Selama sistem politik biaya tinggi dan pengawasan tak diperbaiki, korupsi kepala daerah diprediksi tak akan surut.

"Selama sistem politik dan pengawasannya tidak berubah masih seperti ini maka korupsi kepala daerah masih akan terus terjadi. Ini memang suatu realitas yang harus disikapi," kata peneliti Pukat UGM Zaenur Rohman, Rabu (22/9).

Hal itu disampaikannya menanggapi penangkapan Komisi Pemberantasan Korupsi (KPK) terhadap Bupati Kolaka Timur Andi Merya Nur. Menurut Zaenur, sistem politik berbiaya tinggi mengakibatkan banyak kepala daerah tersangkut korupsi.

Sudah menjadi rahasia umum, ujarnya, seorang kepala daerah mengeluarkan biaya besar ketika pilkada. Banyaknya ongkos politik yang dibutuhkan juga terkait biaya-biaya tidak resmi seperti vote buying dan mahar politik.

"Karena biaya politik tinggi, keluar modal besar, maka perlu untuk balik modal. Itu penyebab utamanya," ungkapnya.

Menurutnya, pengawasan selama ini juga lemah baik itu fungsi kontrol oleh DPRD dan inspektorat daerah. Pengawasan eksternal seperti BPK, ujarnya, juga tidak bisa melakukan pengawasan setiap saat secara terus menerus.

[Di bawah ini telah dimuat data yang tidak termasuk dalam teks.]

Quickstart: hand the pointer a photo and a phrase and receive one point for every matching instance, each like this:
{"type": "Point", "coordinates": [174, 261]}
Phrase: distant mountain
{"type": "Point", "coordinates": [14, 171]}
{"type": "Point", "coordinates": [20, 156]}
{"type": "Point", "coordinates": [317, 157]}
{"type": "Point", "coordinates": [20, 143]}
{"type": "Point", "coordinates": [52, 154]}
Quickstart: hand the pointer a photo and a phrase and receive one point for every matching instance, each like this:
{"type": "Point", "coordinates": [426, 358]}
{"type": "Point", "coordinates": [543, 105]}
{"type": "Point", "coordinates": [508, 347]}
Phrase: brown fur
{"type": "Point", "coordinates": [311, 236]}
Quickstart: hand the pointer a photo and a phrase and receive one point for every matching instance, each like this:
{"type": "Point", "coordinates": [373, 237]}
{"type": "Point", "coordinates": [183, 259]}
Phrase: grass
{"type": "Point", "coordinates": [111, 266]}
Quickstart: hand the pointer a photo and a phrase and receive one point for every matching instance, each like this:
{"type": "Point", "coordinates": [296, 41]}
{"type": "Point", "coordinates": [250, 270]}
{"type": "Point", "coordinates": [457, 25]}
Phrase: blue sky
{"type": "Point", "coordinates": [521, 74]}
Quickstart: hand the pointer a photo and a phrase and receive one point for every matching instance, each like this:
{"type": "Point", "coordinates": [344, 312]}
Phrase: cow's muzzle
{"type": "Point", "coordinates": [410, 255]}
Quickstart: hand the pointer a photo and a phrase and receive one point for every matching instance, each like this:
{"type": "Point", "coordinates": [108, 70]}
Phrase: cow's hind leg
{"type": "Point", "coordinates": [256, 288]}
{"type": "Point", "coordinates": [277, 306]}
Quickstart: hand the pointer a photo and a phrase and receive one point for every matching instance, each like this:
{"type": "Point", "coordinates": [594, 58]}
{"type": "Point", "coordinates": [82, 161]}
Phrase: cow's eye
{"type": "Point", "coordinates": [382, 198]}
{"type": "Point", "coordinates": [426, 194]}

"Otonomi daerah juga punya ekses karena tidak punya sistem akuntabilitas dan transparansi yang baik. Khususnya soal kontrol itu sangat lemah sehingga menyebabkan celah-celah kepala daerah untuk menggunakan kedudukannya untuk memperkaya diri sendiri," ujarnya.

Adapun Bupati Kolaka Timur diduga terjerat kasus dana penanganan bencana. KPK masih akan mengumumkannya secara resmi dalam konferensi pers yang akan digelar malam ini.

Menurut Zaenur, sektor penanganan bencana tak kalah rawan dengan bidang-bidang lainnya. Ia mengatakan pengawasan terkait penanganan bencana di daerah-daerah perlu ditingkatkan.

Selama ini, ujarnya, sudah ada sekian contoh kasus korupsi terkait penanganan bencana khususnya di masa pandemi seperti kasus bansos Jabodetabek di Kementerian Sosial, kasus pengadaan bansos di Kabupaten Bandung Barat. 

"Memang soal-soal kebencanaan untuk penganggarannya berbeda karena sebagaimana maksudnya agar ketika terjadi bencana jadi tersedia anggarannya. Sehingga itu juga lebih rawan," ucapnya.